Die Niederlande bitten uns momentan NICHT zu kommen - das sollte doch eigentlich genügen... .


----------



## Thomas. (21. März 2020)

hier eine Seite aus den NL


----------



## Thomas. (21. März 2020)

zum Thema Grenzen, ich glaube nicht das die Grenzen zu den NL geschlossen werden vielleicht ein wenig eingeschränkt, man braucht sich eigentlich nur die App Marine Tracker runterladen und sich den Schiffsverkehr anzuschauen und man kommt von alleine drauf.


----------



## Waller Michel (21. März 2020)

Männer, bleibt vernünftig und bleibt Zuhause! 
Die Zeiten ändern sich auch wieder und man kann verreisen! 
Hinzu kommt doch auch noch, das ganze öffentliche Leben ist bis fast auf Null runtergeschraubt!  Was will man denn dort ?

LG Michael


----------



## vonda1909 (21. März 2020)

Gehört hatte ich auch von der Schließung doch denke ich an den kleinen Grenzverkehr im Emsland .Geschätz  ein drittel der Kunden in Aschendorf kommen aus den Niederlanden .Das würde für beide Seiten schwer werden


----------



## Flatfischer (21. März 2020)

Was ist eigentlich an den Aufforderungen "Bitte bleiben Sie zu Hause und vermeiden soziale Kontakte" nicht zu verstehen? 

Wer die Horrorberichte aus Italien sieht und dann noch in der Weltgeschichte zum Angeln herumgurken will, dem sage ich nur eins: "Herr lass Hirn regnen".

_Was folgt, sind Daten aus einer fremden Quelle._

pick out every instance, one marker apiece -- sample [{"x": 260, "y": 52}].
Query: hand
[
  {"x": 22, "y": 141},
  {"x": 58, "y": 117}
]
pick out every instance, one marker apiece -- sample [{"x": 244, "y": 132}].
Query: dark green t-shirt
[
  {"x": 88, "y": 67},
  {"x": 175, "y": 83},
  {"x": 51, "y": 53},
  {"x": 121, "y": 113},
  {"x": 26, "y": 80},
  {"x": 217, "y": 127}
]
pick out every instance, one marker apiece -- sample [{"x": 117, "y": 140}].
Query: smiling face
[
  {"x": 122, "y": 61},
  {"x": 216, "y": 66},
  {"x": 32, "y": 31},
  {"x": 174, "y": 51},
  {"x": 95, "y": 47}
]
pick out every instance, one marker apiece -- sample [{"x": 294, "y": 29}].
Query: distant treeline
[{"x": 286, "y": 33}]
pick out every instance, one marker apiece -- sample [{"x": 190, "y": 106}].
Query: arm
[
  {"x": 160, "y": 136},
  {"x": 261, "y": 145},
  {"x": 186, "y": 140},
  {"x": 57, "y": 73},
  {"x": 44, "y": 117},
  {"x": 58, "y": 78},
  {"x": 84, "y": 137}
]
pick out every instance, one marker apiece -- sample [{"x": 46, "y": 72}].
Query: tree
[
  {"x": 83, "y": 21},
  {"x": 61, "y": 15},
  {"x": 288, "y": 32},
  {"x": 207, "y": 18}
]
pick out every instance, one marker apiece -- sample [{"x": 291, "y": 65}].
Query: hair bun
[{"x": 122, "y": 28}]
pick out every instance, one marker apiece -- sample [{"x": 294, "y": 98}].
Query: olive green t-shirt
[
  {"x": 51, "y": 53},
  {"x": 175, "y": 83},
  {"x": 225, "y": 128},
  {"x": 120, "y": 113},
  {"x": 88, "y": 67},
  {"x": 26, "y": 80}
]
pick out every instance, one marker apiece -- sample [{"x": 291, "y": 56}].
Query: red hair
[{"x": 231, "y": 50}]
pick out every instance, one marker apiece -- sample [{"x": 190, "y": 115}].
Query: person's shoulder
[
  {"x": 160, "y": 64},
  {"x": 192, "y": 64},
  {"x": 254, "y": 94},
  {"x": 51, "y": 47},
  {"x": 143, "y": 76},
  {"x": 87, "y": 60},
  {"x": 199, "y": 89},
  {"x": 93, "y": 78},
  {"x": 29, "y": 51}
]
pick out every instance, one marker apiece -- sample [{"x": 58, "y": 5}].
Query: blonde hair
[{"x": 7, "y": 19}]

Bei so viel Unvernunft hilft dann wirklich nur eine strikte Ausgangssperre.

Flatfischer


----------



## nostradamus (21. März 2020)

Danke, danke, danke Flatfischer! 
So deutlich wollte ich es oben nicht schreiben!


----------



## Thomas. (21. März 2020)

Flatfischer schrieb:


> Was ist eigentlich an den Aufforderungen "Bitte bleiben Sie zu Hause und vermeiden soziale Kontakte" nicht zu verstehen?
> 
> Wer die Horrorberichte aus Italien sieht und dann noch in der Weltgeschichte zum Angeln herumgurken will, dem sage ich nur eins: "Herr lass Hirn regnen".
> 
> ...



ich gehe mal davon aus das keiner mehr vorhat zum Angeln in den NL zu fahren, und das ist auch gut so, alle die ich kenne und so wie ich grenznah wohnen, da geht keiner rüber zum fischen, und das sind alles welche die die sich wirklich dort auskennen, die kennen stellen wo so gut wie nie jemand hin kommt, aber ALLE bleiben hier.


----------



## Ndber (21. März 2020)

Flatfischer schrieb:


> Was ist eigentlich an den Aufforderungen "Bitte bleiben Sie zu Hause und vermeiden soziale Kontakte" nicht zu verstehen?
> 
> Wer die Horrorberichte aus Italien sieht und dann noch in der Weltgeschichte zum Angeln herumgurken will, dem sage ich nur eins: "Herr lass Hirn regnen".
> 
> ...



Danke, danke!!!! Besser kann mans nicht deutlich machen!!

Genau darum gibts bei uns in Bayern jetzt richtigerweise die Ausgangsbeschränkung!!!!
Und es gibt immer noch Leute die irgendein Hintertürchen suchen nur um sich selber so wenig wie möglich einschränken zu müssen.
Bei so viel Unvernunft kann ich nur den Kopf schütteln


----------



## rhinefisher (21. März 2020)

Thomas. schrieb:


> ich gehe mal davon aus das keiner mehr vorhat zum Angeln in den NL zu fahren, und das ist auch gut so, alle die ich kenne und so wie ich grenznah wohnen, da geht keiner rüber zum fischen, und das sind alles welche die die sich wirklich dort auskennen, die kennen stellen wo so gut wie nie jemand hin kommt, aber ALLE bleiben hier.



Ist in meinem Umfeld, und wir angeln alle "drüben", ganz genauso.. .
Wir sind nur Gäste - und benehmen uns entsprechend!


----------



## nobbi1962 (21. März 2020)

Die Versorgung mit einem sehr schnellen Wagen,
an die roten Laternen ist auch erstma Stop.

hat ja keiner Meer auf.


----------